Typescript: Adding barrels into typescript
Let’s use barrel for more readable code
Ilearned recently called barrel that is simple but useful import/export strategy. If you are working on huge project, so you have to handle a bunch of imports statement, barrel might be a good solution for you.
So, what is barrels?
A barrel is a way to rollup exports from several modules into a single convenient module. The barrel itself is a module file that re-exports selected exports of other modules.
So when a barrel is useful? Let’s consider below scenario. Let’s say you are building a table component and it has three sub components. Then a folder structure is like below:
Table (folder)
- TableA.tsx
- TableB.tsx
- TableC.tsx
// Table/TableA.tsx
export TableA() {...}// Table/TableB.tsx
export TableB() {...}// Table/TableC.tsx
export TableC() {...}
If you need to import these three components, you are likely to import like this. It is normal but redundant, right?
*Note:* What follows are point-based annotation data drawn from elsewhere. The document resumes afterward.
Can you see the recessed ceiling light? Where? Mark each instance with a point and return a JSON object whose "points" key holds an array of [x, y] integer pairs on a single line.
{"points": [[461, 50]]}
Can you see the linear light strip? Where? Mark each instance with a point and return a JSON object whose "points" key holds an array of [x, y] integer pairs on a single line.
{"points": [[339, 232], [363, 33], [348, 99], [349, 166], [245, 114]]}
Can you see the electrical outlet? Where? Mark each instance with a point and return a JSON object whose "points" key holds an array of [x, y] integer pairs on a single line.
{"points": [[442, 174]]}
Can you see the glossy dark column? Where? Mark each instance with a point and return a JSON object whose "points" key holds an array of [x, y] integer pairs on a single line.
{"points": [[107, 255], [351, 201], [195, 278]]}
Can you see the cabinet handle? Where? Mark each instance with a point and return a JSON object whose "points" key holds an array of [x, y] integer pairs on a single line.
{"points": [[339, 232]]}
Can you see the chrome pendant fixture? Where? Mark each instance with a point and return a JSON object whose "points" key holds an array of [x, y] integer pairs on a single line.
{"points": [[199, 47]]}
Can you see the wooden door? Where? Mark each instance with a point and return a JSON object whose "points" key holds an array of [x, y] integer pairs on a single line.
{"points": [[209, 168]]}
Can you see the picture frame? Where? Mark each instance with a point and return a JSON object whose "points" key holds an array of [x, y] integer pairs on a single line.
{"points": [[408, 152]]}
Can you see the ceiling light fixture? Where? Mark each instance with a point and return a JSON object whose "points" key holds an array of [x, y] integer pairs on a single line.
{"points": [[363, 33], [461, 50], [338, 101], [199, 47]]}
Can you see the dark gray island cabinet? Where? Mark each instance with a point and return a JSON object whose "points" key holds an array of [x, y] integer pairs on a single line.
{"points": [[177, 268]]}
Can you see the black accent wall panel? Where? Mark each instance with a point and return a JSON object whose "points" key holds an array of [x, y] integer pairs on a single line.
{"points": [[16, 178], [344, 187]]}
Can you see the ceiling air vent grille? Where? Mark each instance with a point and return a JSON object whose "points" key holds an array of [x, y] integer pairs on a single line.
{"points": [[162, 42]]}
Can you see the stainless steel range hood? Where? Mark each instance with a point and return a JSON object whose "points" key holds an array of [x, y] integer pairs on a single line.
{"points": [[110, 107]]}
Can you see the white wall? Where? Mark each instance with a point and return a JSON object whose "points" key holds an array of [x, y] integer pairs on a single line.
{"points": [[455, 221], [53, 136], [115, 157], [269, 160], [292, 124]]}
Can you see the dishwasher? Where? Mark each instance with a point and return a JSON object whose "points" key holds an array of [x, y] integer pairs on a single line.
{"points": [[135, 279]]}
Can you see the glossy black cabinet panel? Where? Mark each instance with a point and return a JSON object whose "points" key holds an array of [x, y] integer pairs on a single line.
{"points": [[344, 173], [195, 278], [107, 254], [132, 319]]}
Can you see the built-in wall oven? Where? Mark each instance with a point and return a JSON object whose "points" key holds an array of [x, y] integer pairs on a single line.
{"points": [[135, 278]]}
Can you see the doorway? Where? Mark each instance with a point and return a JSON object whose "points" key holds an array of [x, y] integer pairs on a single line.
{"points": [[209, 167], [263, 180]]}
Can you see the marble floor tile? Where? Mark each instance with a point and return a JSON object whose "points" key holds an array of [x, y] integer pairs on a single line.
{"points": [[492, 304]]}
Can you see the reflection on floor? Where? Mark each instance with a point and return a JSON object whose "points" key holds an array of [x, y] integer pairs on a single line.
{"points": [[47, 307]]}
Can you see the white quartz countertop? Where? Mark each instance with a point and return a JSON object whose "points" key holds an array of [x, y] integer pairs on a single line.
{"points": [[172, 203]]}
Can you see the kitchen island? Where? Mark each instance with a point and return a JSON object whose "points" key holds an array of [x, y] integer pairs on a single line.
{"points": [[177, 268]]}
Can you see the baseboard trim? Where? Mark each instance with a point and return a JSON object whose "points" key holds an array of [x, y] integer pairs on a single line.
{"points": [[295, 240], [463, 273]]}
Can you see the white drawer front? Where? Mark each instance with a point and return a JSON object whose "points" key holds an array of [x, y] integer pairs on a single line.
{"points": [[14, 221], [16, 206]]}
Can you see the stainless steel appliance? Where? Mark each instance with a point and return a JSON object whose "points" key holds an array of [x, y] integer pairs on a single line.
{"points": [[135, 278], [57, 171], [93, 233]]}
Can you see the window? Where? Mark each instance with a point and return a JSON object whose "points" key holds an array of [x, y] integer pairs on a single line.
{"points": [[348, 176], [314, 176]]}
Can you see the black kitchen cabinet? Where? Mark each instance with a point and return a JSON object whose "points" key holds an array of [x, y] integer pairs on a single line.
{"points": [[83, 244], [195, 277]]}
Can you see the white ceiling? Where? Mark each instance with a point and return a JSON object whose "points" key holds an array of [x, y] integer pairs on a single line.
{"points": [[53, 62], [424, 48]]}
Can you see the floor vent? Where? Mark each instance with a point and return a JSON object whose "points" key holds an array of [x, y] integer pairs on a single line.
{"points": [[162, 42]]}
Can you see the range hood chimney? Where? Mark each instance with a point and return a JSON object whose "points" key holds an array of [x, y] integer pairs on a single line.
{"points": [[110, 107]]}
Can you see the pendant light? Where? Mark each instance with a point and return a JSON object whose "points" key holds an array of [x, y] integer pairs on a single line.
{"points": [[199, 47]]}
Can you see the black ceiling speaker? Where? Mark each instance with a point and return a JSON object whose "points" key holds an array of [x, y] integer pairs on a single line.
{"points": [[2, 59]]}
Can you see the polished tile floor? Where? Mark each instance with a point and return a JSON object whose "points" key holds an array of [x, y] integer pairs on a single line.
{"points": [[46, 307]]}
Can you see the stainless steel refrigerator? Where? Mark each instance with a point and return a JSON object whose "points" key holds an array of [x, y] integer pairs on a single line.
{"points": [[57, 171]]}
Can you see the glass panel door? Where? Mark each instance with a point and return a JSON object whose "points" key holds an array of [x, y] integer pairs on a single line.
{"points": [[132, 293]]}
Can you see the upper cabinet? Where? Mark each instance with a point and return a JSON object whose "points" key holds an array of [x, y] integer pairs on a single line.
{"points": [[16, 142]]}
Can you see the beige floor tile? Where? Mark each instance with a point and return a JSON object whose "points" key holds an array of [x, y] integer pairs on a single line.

import { TableA } from '../Table/TableA';
import { TableB } from '../Table/TableB';
import { TableC } from '../Table/TableC';
Adding barrels in typescript
Let’s refactor the code in cleaner and easier way using barrel. Barrel makes code more readable and maintainable.
First, create index.ts
inside Table folder. (Table/index.js
)
// Table/index.tsexport * from './TableA';
export * from './TableB';
export * from './TableC';
Once you re-export multiple modules, just import it at once. That’s it!
import { TableA, TableB, TableC } from '../Table';
Conclusion
Barrels is useful when your code is bigger and bigger. Barrel is not special features of typescript. You can also apply it in javascript.